Crónica de Jorge C Ferreira
Eles Comem Tudo” (Roubado ao ZECA)
Gostos esquecidos, gostos perdidos. As antigas cozinhas e as velhas frigideiras. Os molhos espessos que eram montra das tabernas antigas. Não havia ASAE, os polícias iam comer uma sande de iscas e um copo de três ao balcão da tasca. Todos os dias passava por aquele sítio para apanhar, primeiro o autocarro nº 7 para Alvalade, para a Eugénio dos Santos, depois o carro operário até à baixa, para subir depois até à Veiga Beirão. A partir de 8 de Outubro de 1964 com quinze anos, foi o trabalho e também o mesmo caminho, rumo à baixa, à Rua dos Sapateiros.
Comecei a fazer estes caminhos sozinho com nove anos. Muitas vezes, à vinda, vínhamos a pé e em bando e assim guardávamos o dinheiro do bilhete para gastar em outras coisas. Era o tempo em que um tostão era um tostão. Morava um ditador no Palácio de S. Bento e a PIDE tinha sede num sinistro prédio, na Rua António Maria Cardoso, onde agora existe um condomínio de luxo. Há quem acredite ser impossível que, por vezes, não se ouçam os gritos dos que ali foram torturados e a agonia dos que ali pereceram. São paredes salpicadas de sangue e de vergonha. Coisas que fazem parte da triste história deste país e que muitos ignoram e outros parecem querer esquecer.
A baixa era um Mundo. Ali tinham sede todos os Bancos. Os cafés fervilhavam de conspirações. Tudo escrito em papéis que se rasgavam ao fim da noite. Os bufos moravam perto de nós, frequentavam os mesmos cafés e vendiam informações para juntar mais algum à miséria do ordenado que tinham. Assim vendiam a honra. Nós já os conhecíamos à légua. Mas era necessário ter cuidado, porque eles nasciam como cogumelos e tentavam integrar-se nos grupos, nas organizações, fazerem-se passar por nossos amigos.
Quando havia reuniões na sala cinzenta do Sindicato dos Bancários sabíamos que eles estavam lá. Tinham que se identificar à entrada. Começámos a perder o medo. A falar dos problemas que nos afectavam, das injustiças, da falta de liberdade. Tínhamos uma das primeiras direcções independentes no sindicato. Um movimento que alastrou e se tornou preocupante para o regime. As manifestações, que eram proibidas, começaram a acontecer. A polícia aparecia, o Capitão Maltez tornou-se conhecido. Os cães-polícia e os polícias-cães mostravam a sua raiva.
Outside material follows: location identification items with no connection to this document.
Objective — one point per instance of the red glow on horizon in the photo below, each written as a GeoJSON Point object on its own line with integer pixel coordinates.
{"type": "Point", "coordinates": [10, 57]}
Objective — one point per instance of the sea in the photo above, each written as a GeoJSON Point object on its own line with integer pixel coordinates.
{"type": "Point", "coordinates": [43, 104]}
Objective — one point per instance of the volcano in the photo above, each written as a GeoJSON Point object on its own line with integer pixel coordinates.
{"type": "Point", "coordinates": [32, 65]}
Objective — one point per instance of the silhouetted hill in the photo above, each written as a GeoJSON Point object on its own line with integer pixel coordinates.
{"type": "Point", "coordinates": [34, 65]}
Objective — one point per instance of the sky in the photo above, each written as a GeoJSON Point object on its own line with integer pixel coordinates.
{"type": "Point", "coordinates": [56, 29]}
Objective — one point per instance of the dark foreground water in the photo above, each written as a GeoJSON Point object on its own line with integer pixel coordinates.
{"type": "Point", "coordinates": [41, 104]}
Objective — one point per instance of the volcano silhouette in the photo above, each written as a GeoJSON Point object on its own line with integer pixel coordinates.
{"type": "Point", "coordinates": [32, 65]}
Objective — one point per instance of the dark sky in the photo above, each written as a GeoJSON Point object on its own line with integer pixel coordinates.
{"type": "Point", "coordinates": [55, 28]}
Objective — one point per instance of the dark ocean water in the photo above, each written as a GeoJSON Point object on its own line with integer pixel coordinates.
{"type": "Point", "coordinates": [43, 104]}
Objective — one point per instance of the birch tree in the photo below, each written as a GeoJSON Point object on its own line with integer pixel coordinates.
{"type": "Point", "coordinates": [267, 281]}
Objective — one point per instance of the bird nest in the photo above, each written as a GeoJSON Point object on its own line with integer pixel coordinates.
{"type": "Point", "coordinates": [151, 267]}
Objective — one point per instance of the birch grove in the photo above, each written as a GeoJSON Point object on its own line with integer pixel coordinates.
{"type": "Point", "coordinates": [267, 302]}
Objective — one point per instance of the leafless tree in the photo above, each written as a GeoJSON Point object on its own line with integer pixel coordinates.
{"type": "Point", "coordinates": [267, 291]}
Os jactos de tinta azul marcavam as pessoas.
De quatro em quatro anos organizava-se um simulacro de eleições livres que de livres não tinham nada. Apesar de sabermos isso, lá íamos aos comícios que deixavam que fossem realizados, havia polícias no palco para vigiarem o que se dizia e tentar calar as vozes mais inconvenientes. Eles tinham medo da verdade e alergia à liberdade. Acho que tinham medo deles próprios. A chamada “Primavera Marcelista” cedo se viu que não ia a lado nenhum, mais uma farsa.
Foi muito tempo até o tempo ter sentido. Agora é necessário defender a liberdade e os nossos direitos que nos tentam esbulhar a cada momento. Os direitos adquiridos são, para os senhores sem cara, letra morta. O trabalho torna-se cada vez mais precário. Vamos lutar pelas manhãs claras.
“Tu, não desistes e olha que tens razão. Anda para aí gente perigosa à solta.”
Fala da Isaurinda.
“Sim, minha Amiga, Gente sem um pingo de ética, nem vergonha. Vira-casacas, pilha-galinhas e chefes emproados. Temos de os derrotar.”
Respondo.
“Sim, mas cuidado com essa gente. É gente com má cara.”
De novo Isaurinda, e vai, de punho erguido.
Jorge C Ferreira Fevereiro/2025(465)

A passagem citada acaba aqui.